Fintech pioneer Anne Boden is leaving her role as CEO at app-based challenger bank Starling, as it announces a more than doubling of its revenue and a sixfold increase in profit.
Boden founded Starling in 2014, and it received its banking licence in 2016, launching the following year. In October 2020, it made its first monthly profit of £800,000, becoming the first UK digital challenger bank to do so, and it reached fintech unicorn status in 2021.
In its latest financial results, the bank revealed Boden will remain on the bank’s board as a non-executive director.
Starling reported a doubling of revenue, which reached £453m for its latest financial year, compared with £216m last year. During the 12-month period, which ended March 31, profit was £195m, compared with £32m in the previous financial year.
Last year, the bank lent £4.9bn compared with £3.3bn the previous year, and customer deposits increased 17% to £10.6bn.
Boden said: “When I started Starling in 2014, I was told no one ever starts a bank, nobody wins market share and you’ll never make a profit. Today’s results prove them wrong. I have spent nearly a decade here as both the founder and CEO, a dual role which is unique in UK banking. It’s been all-consuming and I’ve loved every minute of it.
“Now that we have grown from being an aspiring challenger to an established bank, it is clear the roles and priorities of a CEO and a large shareholder ultimately differ and require distinct approaches,” she said. “As Starling continues to evolve and grow, separating my two roles is in the bank’s best interests.”
Starling chief operating officer John Mountain will take over as interim CEO.
Boden is an IT professional who got into banking: armed with a BSc in computer science and chemistry, and an MBA, the now fellow of the Chartered Institute of IT joined Lloyds Bank in the early 1980s, when she was “doing fintech before fintech was fashionable”.
After Lloyds Bank, her career has included: a period heading up UK IT at Standard Chartered; being one of the original designers of the Clearing House Automated Payments System (Chaps); a role as a strategy and technology consultant at PWC; restructuring European operations at UBS; holding the global chief information officer job for reinsurance at Aon; and running business in 34 countries for ABN Amro, and subsequently RBS, when it took over the Dutch bank.
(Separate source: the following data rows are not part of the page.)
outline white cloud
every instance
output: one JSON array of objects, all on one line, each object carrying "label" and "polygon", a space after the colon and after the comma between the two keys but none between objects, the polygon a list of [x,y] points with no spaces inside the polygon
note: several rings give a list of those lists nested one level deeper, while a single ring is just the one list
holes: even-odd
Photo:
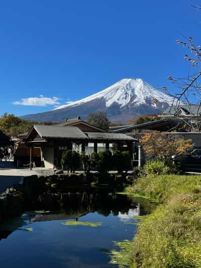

But it was after leaving RBS in 2011 – to spend time working with startups to find out what was going on in financial services outside the big organisations – that she realised how banks needed to change. She joined Allied Irish Bank as chief operating officer and began implementing some of the ideas she’d had while working with small fintech groups. This was successful for the bank, but Boden wanted more – and realised the only way to get it was by starting from scratch with a new bank when the time was right.